Con l’inaugurazione della mostra "Playlist" di Alfonso Leto proseguono le incursioni del ciclo Le forme e la musica (che aveva già proposto le opere di Guido Baragli e di Rossella Leone) nell’universo delle arti visive con l’idea di proporre le valenze semantiche delle immagini in un luogo che vive di musica, la più immateriale e aniconica delle espressioni artistiche.

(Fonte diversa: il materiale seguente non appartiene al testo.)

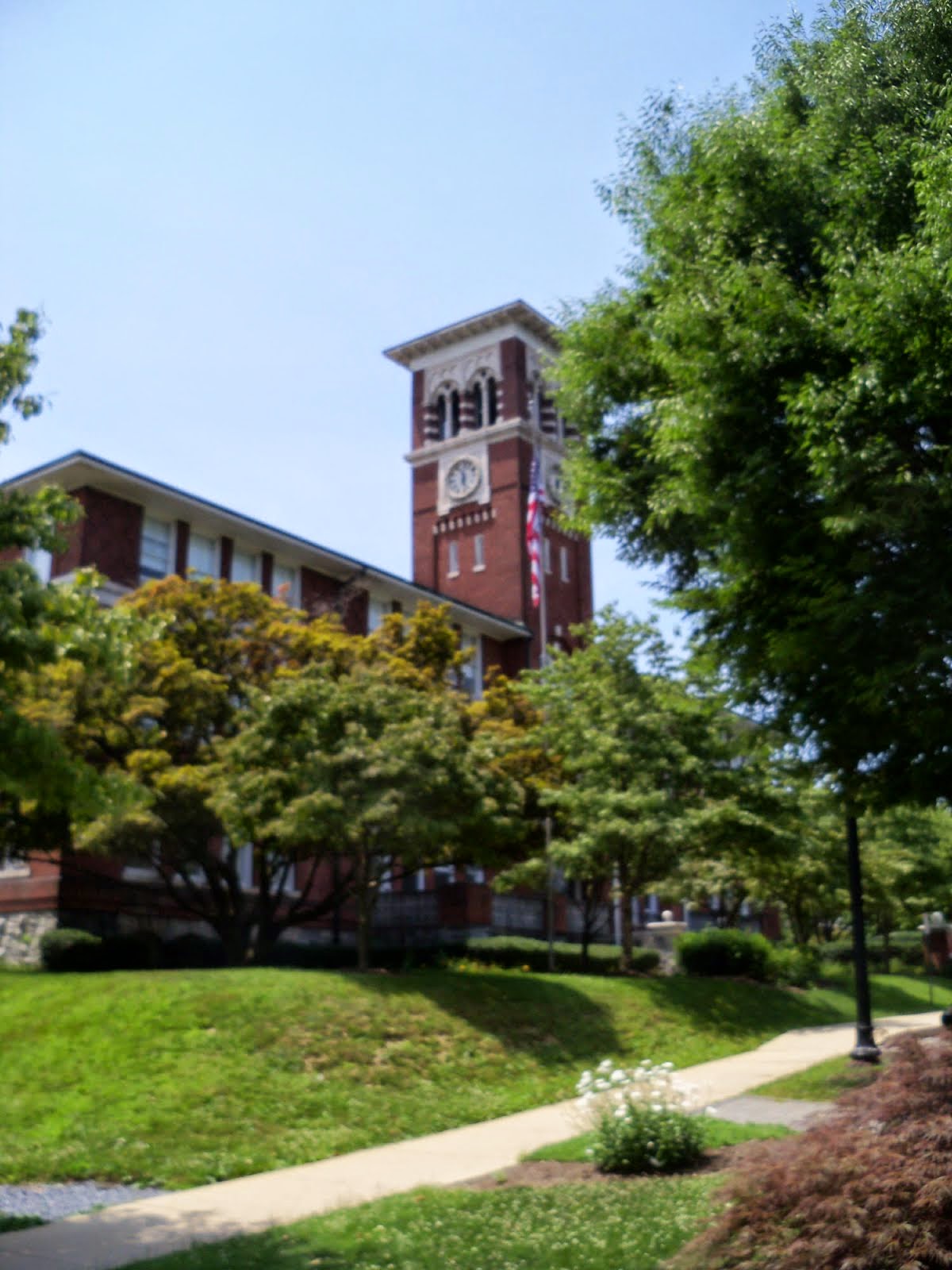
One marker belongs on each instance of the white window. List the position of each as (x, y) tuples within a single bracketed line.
[(376, 611), (155, 550), (41, 562), (202, 556), (285, 583), (244, 567), (10, 867)]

Playlist perché Alfonso Leto è un compilatore. Il suo mestiere è di raccogliere immagini, affastellare objet trouvé destinandoli alla scena dell’arte. L’ironia, il gioco simbolico sono gli ultimi confini di una ricerca che smonta il reale per trovare l’agglomerato frusciante di linguaggi diversi. Orti fiorenti è il titolo dei grandi drappi realizzati con quello che l’artista definisce un falso dripping. Significa “casualità a rilascio controllato”, come lui stesso spiega: materia densa che insegue la dinamica delle forme, dove il colore si rapprende libero da schemi per recuperare il senso dell’opera.

Orto fiorente da Porto fiorente, fra gli estremi capolavori di Paul Klee, che praticava e amava la musica. Negli omaggi a Frank Zappa, Leto riprende la traccia di un fatto lontano, un concerto mai avvenuto nel 1982 a Palermo, e trae lo spunto per realizzare una sorta di icona del grande musicista.

Soltanto che nei suoi lavori niente è ciò che sembra. Il mondo di Frank è una scatola di latta nera dove è contenuta la memoria. Desideri e seduzioni differenti, slittamenti di senso ampliano la visione, recuperano concatenazioni di ricordi, nostalgie e ci giocano su, colorando il tempo con quell’amore per la pittura che non abbandona mai l’artista.